Indeed, the name SERVIR comes from the Spanish verb "to serve," and SERVIR-Himalaya will serve the Hindu Kush-Himalaya region, including the partner nations of Afghanistan, Bangladesh, Bhutan, China, India, Nepal and Pakistan.
Approximately 1.3 billion people depend on the ecosystem services provided by the Himalayan mountains, yet the region is known as Earth's "third pole" because of its inaccessibility and the vast amount of water stored there in the form of ice and snow. SERVIR will integrate Earth science data from NASA satellites with geospatial information products from other government agencies to support and expand ICIMOD's focus on critical regional issues such as disaster management, biodiversity conservation, trans-boundary air pollution, snow and glacier monitoring, mountain ecosystem management and climate change adaptation.

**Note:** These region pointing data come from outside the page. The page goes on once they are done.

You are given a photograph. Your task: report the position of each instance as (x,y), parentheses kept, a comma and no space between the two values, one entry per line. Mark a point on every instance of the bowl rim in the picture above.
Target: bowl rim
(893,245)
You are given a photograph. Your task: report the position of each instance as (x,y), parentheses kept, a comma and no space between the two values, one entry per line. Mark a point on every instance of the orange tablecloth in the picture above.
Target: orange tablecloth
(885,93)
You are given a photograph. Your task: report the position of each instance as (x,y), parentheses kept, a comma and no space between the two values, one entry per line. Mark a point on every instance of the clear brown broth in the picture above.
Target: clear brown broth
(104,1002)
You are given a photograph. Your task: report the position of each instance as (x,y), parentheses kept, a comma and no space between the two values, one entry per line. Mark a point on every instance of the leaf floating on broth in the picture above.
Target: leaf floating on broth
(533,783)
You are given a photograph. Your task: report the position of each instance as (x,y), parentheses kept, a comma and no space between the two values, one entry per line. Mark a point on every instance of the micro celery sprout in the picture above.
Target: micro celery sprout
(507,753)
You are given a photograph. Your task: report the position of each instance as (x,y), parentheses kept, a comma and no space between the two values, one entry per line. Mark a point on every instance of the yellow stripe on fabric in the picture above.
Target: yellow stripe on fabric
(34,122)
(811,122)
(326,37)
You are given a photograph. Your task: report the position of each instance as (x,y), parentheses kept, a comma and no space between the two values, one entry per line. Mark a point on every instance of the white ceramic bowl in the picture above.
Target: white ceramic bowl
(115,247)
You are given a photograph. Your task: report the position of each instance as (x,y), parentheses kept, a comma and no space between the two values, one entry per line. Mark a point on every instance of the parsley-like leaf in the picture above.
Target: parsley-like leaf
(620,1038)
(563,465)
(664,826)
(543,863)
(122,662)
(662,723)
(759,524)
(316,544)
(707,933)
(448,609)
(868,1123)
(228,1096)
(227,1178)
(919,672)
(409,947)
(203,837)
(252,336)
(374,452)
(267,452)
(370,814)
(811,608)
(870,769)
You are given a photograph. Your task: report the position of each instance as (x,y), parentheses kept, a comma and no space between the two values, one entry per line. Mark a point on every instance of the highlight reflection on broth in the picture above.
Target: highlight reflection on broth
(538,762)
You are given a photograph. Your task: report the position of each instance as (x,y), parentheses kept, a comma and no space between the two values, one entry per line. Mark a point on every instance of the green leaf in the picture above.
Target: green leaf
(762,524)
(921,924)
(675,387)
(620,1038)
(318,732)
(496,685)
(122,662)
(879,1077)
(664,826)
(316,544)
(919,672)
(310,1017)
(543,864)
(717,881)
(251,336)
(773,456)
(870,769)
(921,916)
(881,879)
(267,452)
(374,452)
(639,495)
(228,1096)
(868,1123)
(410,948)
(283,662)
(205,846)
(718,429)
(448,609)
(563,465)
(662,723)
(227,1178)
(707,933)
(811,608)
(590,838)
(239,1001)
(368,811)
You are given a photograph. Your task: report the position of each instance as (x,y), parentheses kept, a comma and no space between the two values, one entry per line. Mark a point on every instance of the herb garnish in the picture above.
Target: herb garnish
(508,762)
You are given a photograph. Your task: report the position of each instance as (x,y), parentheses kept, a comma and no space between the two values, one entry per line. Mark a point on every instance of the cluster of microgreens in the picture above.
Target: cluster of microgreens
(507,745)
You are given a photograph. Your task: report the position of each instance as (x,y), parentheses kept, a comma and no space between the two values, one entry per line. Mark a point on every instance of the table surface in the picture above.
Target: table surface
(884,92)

It's no wonder that Prof. José Achache, director of the Group on Earth Observations, touted SERVIR-Himalaya as furthering the Global Earth Observing System of Systems or GEOSS. SERVIR was developed in coordination with the group, which includes more than 80 nations working together to build GEOSS to serve the needs of people the world over.
SERVIR grew out of collaboration between USAID and researchers at NASA's Marshall Space Flight Center in Huntsville, Ala.
"NASA's science mission begins here on Earth, with greater awareness and understanding of our changing planet, and solutions for protecting our environment, resources and human lives," Administrator Bolden said.
"The SERVIR technology and our partnership with various organizations and people around the globe reflect NASA's commitment to improving life on our home planet for all people," he added.
According to Mr. Yates, USAIDs perspective reflects a similar goal. "We are pleased to work with our partners in Nepal, and in other regions of the world, to build capacity to use satellite data and mapping technologies for making practical decisions that improve peoples lives," he said.
Since 2005, SERVIR has served the Mesoamerican region and the Dominican Republic from the Water Center for the Humid Tropics of Latin America and the Caribbean, which is based in Panama. SERVIR also has served East Africa since 2008, operating from the Regional Center for Mapping of Resources for Development in Nairobi, Kenya.